|What goes on technically at Google during an update?|
Has anyone thought about this?
The processing required to detect pagerank internetwide must be incredible. I wonder what tools they use and how they do this? Think about it.
In order to calculate pagerank for a page, forgetting any other variables affecting PR than links and the value of the page linkting to it, they need to evaluate how many backlinks there are for every single page. Then they need to evaluate the importance of every single page of those backlinks. Seems like recursive logic. How do you know the importance of the page until you know the importance of the link, but the importance of the link requires knowing the importance of THAT page?
I got to think in the first round, it counts links and assigns PR first based on quantity. Then it does another iteration, bumping up PR for those with high PR. And then does another few iterations again? Anyone else have thoughts on this?
Yes, that is how it is done. There has been lots of discussion here about this topic. You cn read the original academic articles by the founders of Google. People have created PR calculator tools for which you enter a parameter to tell how many itterations you want to see.
The calculations appraoch (in a mathematical sense) the PR of the page with increased iterations. They stop when they run out of time or they have done a sufficient number of iterations to approximate the solution.
The site search should lead you to that stuff.
you got it right, I think.
As far as I understand
the PR-calculation is repeated about 40-50 times, each time starting with the PR-Value of the previous iteration.
What I do not know is what PR is used in the first iteration. It could either be identical for all pages, so all are starting with something like PR1 (as you said), or the current PR calculated in the last dance. Given the nature of the formula used, I think the difference resulting from initial values assigned could be shown to converge to zero for an infinite number of iterations.
In the actual world with finite iterations, I think taking last months value would get better results faster.
If nobody knows what they start from, I think you should be able to see it watching the dance. If they start from scratch, the listings at the beginning of the dance should be more different from the current than at the end.
[edited by: engine at 6:10 pm (utc) on Feb. 26, 2003]
[edit reason] No urls thanks ( see TOS #13) [/edit]
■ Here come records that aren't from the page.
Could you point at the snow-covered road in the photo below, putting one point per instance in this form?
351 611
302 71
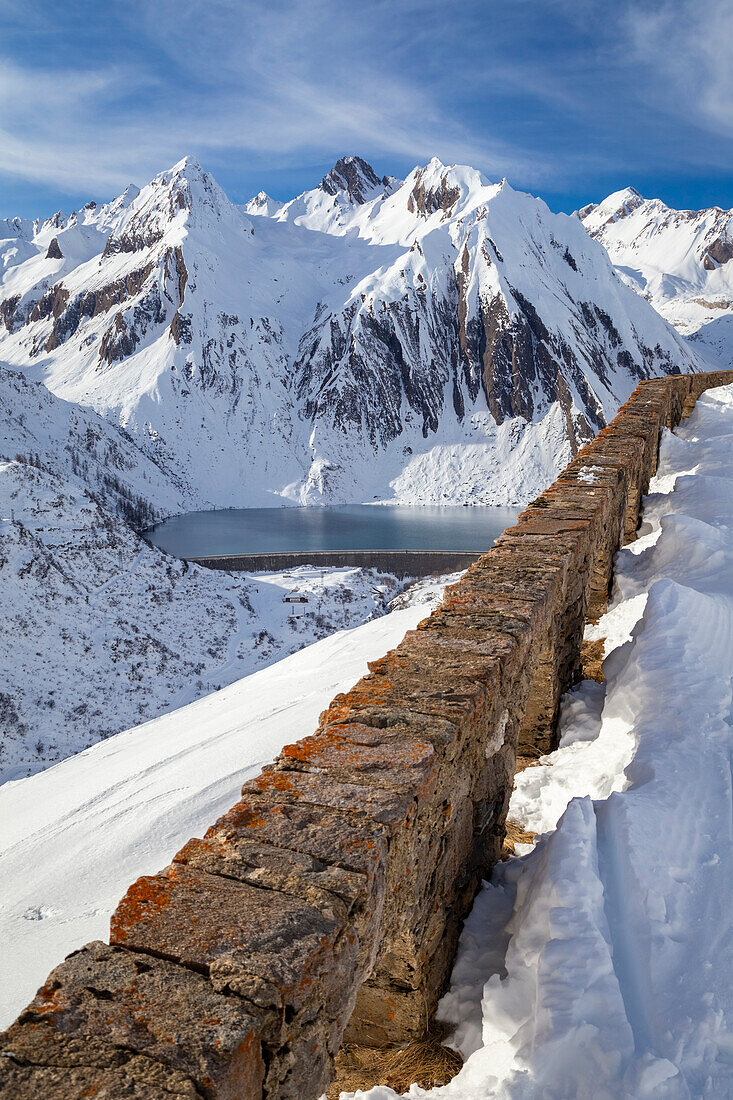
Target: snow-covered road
73 837
599 965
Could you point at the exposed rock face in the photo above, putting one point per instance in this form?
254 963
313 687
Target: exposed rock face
678 260
351 344
356 177
328 900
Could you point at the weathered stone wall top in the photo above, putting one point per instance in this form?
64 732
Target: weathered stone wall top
328 900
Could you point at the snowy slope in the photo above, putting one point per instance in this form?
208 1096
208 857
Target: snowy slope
678 260
94 823
357 343
599 964
101 631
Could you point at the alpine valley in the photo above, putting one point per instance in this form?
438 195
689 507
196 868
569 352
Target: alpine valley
678 260
436 340
439 340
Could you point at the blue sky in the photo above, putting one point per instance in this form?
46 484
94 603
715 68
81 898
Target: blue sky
570 99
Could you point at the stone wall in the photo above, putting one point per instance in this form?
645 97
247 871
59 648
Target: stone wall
327 903
396 562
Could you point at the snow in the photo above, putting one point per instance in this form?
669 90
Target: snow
104 631
310 353
94 823
599 964
663 254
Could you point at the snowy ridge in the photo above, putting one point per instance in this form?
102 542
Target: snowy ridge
599 964
102 630
353 344
678 260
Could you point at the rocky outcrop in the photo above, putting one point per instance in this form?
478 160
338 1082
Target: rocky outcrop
54 251
354 176
328 901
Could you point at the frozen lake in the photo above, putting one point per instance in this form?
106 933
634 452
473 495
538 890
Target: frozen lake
348 527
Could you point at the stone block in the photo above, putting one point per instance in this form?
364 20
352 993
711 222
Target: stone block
154 1008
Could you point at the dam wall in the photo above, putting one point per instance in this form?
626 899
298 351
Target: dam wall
326 904
397 562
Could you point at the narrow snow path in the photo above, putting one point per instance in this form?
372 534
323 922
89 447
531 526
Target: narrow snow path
74 837
600 963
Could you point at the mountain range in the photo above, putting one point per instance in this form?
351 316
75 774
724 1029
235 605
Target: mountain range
678 260
439 339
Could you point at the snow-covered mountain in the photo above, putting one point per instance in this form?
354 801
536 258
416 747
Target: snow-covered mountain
678 260
436 339
101 631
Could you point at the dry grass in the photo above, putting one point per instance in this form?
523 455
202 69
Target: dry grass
515 835
591 658
424 1062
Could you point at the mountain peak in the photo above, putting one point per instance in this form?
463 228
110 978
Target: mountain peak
354 176
263 204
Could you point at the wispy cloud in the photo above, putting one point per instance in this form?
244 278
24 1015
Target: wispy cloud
686 47
547 92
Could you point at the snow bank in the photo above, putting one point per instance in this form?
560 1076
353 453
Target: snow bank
91 824
599 965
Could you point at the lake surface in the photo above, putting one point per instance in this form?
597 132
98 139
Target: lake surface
349 527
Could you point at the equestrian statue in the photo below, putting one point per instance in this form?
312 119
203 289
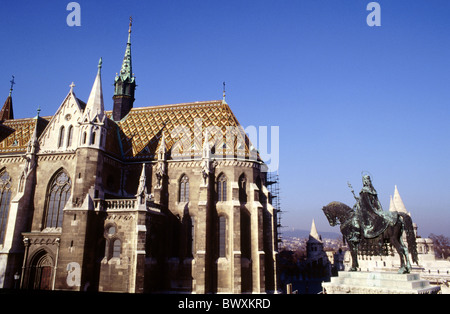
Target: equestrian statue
370 230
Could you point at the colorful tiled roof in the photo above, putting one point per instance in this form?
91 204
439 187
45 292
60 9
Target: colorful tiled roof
184 126
138 135
15 134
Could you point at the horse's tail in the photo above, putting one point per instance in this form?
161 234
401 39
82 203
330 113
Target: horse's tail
410 236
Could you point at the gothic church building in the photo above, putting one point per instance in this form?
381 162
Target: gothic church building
169 198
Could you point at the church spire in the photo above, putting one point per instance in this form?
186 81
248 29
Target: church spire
95 108
124 84
6 113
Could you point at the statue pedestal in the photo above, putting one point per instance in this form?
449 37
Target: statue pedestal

The difference between starting from scratch and starting from the previous month's values is at most a few iterations. The logistics of seeding the database with the previous values might take as much effort and time as running those extra iterations. I'd call it a wash.
The reason that there would not be much difference is thatwhole sections of the web appear and disappear each month. The old pages will probably become stable very quickly, but the new pages will have the PR flowing towards them like a wave, getting one page closer with each iteration. Then the new pages, and the pages that they link to have to also settle.
>In the actual world with finite iterations, I think taking last months value would get better results faster.
>If they start from scratch, the listings at the beginning of the dance should be more different from the current than at the end.
If I understood correctly how PR was calculated, the algorithm needs the same starting value for each page to converge accurately. The starting value is irrelevant, as long as it's the same for all pages. All examples I've seen show a starting value of 1.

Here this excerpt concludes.